Can you show the code for the type declaration of the bitfield and the assignment?

Something like

struct TTEntry {
u64 key : 48 = 0;
u8 bound : 2 = 0;
u8 age : 6 = 0;
u8 depth;
i16 score, value;
u32 move;
}

Gcc gives me a nice even sizeof 16 without any explicit packing.

[Ras]

Code: Select all

struct TTEntry {
    u64 key : 48 = 0;
    u8 bound : 2 = 0;
    u8 age : 6 = 0;
    u8 depth;
    i16 score, value;
    u32 move;
}

Maybe the problem is that the bitfield base types for the first eight bytes are incompatible. You could try it like this:

Code: Select all

struct TTEntry {
    u64 key : 48 = 0;
    u64 bound : 2 = 0;
    u64 age : 6 = 0;
    u64 depth : 8;
    i16 score, value;
    u32 move;
}

Also, please note that this way of initialisation requires C++20. Neither earlier C++ nor C can do it this way. I would keep data type declaration and initialisation separate anyway to avoid superfluous initialisation.

[diep]

I see a lot of effort going towards packing a move in 16 bits to save space in the hash table or even for general use. But then you need special functions to determine, with the board state, whether a move is castling (although this one may be as simple as abs(orig - dest) == 2), en passant, capturing, promotion piece, etc. I suppose some of those can be encoded in the remaining 4 bits of a 16-bit move, but usually not all of them. An extra 16 bits also leaves room for flags like direct check, reveal check, etc. Has anyone every measured performance between the two schemes, that is, 16-bit move versus 32-bit. Is there any reason to believe the difference is worth more than a couple of Elo?

Well didn't follow latest developments here yet oldie diep - you really can mess up with hashtables. Boy the 2012 diep sure i f'ed up there with yet another hashtable attempt in how to store where and how to probe. Idea was good implementation sucked. And it all is al ot of work.

Yet the structure itself. It has to do with how the RAM works. Not sure about DDR4 there, but ddr3 can abort a read after reading just 32 bytes.
So if you do several probes and you manage to keep it shorter there by quite some bytes it is worth it.

If i look in diep's source i see that every year basically i toyed with a new hashtable implementation for the transpositiontable (not to confuse with evaluation table nor pawn hashtable nor other hashtables). In 2006,2007,2008 i see different versions

Here is how i stored for example in 2008:

dword1 = 32: hash
dword2 = 20:score 8:age 4:flags
dword3 = 21:sicfm algorithm 6: sicfm-delta-depth 5:reductionsdone
dword3a = 20:sortscore 12:empty
dword4 = 20:eval 6:movdepth 6:scoredepth
dword5 = 15:move 2:bound 15:hash (inverse side)
flags : matethreat, pvsingularmove, egtbscore, SideToMove
bound: istruebound, isbetabound

decoding: dword1 = dword1' XOR dword4;
dword5 = dword2' XOR dword5;
dword2,dword3,dword4 get stored unchanged of course

So in total it's 6 dwords of 32 bits. In total 24 bytes per entry. In that 2008 implementation i'm doing 8 probes.
So that's a total of 24 x 8 = 160+32 = 192 bytes in total. With DDR3 that's 3 cachelines obviously.
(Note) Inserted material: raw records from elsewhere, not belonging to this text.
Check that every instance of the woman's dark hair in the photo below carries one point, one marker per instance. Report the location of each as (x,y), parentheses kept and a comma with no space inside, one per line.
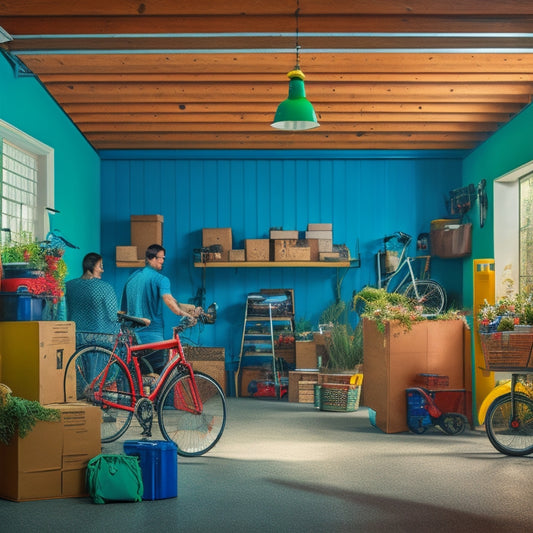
(153,250)
(89,262)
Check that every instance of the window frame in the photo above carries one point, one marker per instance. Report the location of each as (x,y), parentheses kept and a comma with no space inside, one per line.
(45,172)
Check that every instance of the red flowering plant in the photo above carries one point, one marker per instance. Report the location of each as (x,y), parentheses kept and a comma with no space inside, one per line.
(40,256)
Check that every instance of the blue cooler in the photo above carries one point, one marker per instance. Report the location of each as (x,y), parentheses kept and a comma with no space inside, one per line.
(159,467)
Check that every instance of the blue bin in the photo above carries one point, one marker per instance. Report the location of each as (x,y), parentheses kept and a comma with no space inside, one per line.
(20,306)
(159,467)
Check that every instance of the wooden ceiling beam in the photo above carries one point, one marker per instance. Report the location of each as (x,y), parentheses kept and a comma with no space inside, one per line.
(257,7)
(416,63)
(30,24)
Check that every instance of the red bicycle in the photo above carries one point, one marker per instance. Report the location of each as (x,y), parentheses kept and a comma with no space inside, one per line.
(190,406)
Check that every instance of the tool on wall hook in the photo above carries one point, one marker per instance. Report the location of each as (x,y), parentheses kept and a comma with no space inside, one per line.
(483,202)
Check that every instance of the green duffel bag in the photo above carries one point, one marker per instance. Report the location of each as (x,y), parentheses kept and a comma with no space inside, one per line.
(114,478)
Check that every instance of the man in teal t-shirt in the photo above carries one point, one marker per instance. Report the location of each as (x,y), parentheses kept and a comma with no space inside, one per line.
(145,293)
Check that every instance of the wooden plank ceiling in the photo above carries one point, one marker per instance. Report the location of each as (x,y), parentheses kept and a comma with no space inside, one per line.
(206,74)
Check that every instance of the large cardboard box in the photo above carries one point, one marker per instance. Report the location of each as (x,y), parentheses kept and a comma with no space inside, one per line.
(34,357)
(306,354)
(257,249)
(218,236)
(50,462)
(145,230)
(394,358)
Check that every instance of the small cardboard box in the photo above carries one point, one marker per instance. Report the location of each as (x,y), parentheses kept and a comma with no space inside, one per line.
(257,249)
(328,235)
(218,236)
(283,234)
(288,250)
(320,227)
(146,230)
(126,253)
(237,255)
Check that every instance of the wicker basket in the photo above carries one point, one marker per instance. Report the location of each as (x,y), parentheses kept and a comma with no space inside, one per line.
(338,397)
(507,351)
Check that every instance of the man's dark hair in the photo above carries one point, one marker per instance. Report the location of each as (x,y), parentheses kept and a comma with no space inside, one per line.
(153,250)
(89,262)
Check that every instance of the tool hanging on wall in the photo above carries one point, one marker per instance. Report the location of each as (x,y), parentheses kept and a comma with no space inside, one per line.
(483,202)
(461,200)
The sortscore is stored because for example in alfa nodes (nodes where score was <= alfa) we want to sort better. It's pretty complex to get that well to work but can deliver you hundreds of elopoints with an engine - and sure against some significant slowdown linearly.
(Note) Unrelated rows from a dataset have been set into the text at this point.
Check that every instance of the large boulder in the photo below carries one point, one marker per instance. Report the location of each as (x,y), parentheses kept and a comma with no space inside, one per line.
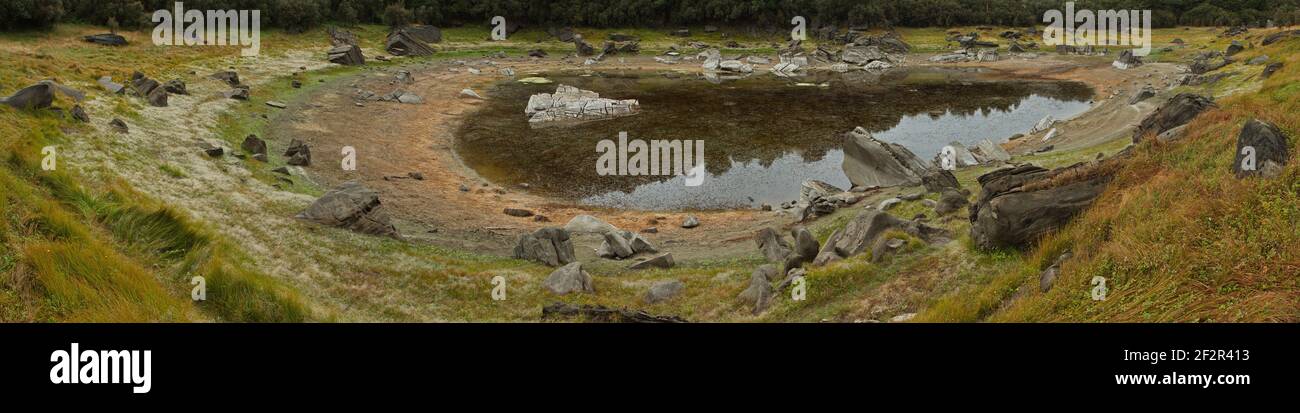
(1179,111)
(570,105)
(402,43)
(1269,146)
(354,207)
(1018,205)
(568,278)
(870,162)
(861,234)
(549,246)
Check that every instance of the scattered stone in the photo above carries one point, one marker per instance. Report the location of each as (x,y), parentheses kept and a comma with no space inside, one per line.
(1179,111)
(772,246)
(354,207)
(1145,92)
(79,114)
(254,144)
(759,292)
(298,153)
(870,162)
(549,246)
(601,313)
(176,86)
(1051,274)
(663,261)
(616,244)
(568,278)
(690,222)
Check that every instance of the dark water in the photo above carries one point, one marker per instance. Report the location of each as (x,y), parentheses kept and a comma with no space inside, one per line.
(763,135)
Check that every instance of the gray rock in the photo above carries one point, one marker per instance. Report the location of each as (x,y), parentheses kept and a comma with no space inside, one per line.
(1006,216)
(570,104)
(618,244)
(828,255)
(354,207)
(758,295)
(772,246)
(870,162)
(568,278)
(1179,111)
(950,201)
(1269,143)
(663,261)
(663,290)
(690,222)
(549,246)
(588,225)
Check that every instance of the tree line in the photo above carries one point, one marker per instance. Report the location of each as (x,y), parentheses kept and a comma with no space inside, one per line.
(302,14)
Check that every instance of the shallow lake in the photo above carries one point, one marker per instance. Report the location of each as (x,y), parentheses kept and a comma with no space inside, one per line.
(762,135)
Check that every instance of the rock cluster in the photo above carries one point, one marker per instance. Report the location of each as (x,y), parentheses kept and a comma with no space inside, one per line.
(571,104)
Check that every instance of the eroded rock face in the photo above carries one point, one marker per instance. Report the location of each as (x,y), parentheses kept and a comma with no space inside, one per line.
(861,234)
(354,207)
(870,162)
(570,104)
(1018,205)
(549,246)
(1269,147)
(1179,111)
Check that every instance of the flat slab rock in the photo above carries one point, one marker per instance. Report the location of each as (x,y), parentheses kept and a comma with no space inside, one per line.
(571,104)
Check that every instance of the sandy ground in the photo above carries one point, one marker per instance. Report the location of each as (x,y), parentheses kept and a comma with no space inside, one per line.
(394,139)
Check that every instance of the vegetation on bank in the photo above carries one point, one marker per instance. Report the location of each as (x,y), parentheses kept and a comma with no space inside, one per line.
(302,14)
(1177,235)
the sicfm algorithm i invented start this century and works way more complex. Also improves the sorting. It has to do with detecting draw scores and avoiding storing drawscore bugs into hashtable. And if you do then annotate you do it. Tricky to get bugfree. Yet also would improve sorting code a lot.
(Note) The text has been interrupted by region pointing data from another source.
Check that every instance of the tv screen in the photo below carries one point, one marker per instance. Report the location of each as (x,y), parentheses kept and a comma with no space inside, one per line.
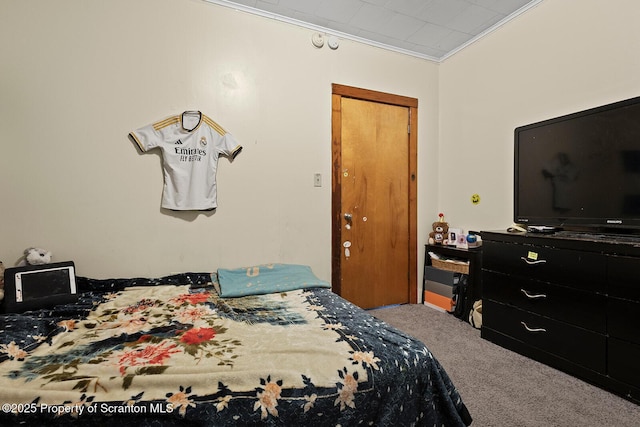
(582,169)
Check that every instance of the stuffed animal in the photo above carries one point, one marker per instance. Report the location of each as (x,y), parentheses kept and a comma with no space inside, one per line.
(35,256)
(440,231)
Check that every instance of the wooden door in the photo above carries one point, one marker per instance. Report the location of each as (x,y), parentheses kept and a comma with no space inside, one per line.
(374,187)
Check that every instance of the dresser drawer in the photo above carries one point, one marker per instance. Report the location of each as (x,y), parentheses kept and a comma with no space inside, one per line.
(571,305)
(623,278)
(583,270)
(623,362)
(577,345)
(622,319)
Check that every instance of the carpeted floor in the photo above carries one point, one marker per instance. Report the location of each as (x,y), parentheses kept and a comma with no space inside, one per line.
(502,388)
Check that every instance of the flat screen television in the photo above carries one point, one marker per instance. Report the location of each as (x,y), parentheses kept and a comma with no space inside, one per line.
(581,170)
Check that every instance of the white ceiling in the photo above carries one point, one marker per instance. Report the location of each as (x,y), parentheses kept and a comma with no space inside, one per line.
(429,29)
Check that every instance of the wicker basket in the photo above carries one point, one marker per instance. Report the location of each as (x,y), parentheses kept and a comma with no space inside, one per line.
(455,266)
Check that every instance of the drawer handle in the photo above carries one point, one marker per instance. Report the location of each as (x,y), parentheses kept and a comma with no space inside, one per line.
(532,296)
(533,329)
(536,262)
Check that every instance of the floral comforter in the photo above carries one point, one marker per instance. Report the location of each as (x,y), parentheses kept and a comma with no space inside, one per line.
(171,351)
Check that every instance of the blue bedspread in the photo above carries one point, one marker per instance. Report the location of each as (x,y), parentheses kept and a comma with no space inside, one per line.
(171,351)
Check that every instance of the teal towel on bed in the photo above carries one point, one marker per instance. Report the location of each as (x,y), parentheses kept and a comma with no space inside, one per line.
(266,279)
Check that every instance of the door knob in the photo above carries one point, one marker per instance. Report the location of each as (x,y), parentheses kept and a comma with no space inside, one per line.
(349,218)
The rest you guys can work out.

p.s. note that the reason why many engines that forward prune last 9 plies or so in pretty hard manner by simply doing
if( depthleft <= 9 && !incheck && eval >= beta ) then return eval;

That hard forward pruning doesn't mess up your sorting further back in the search as you get a pretty good score estimate back. So it improves move ordering versus many engines that do not forward prune yet use a nullmove there. The nullmove does mess up sorting a lot - even though it's better to do than hard forward pruning. Yet you need to correct your sortscores then. It's a mixture of hashtables, nullmove scores and draw scores you have to correct in <= alfa nodes.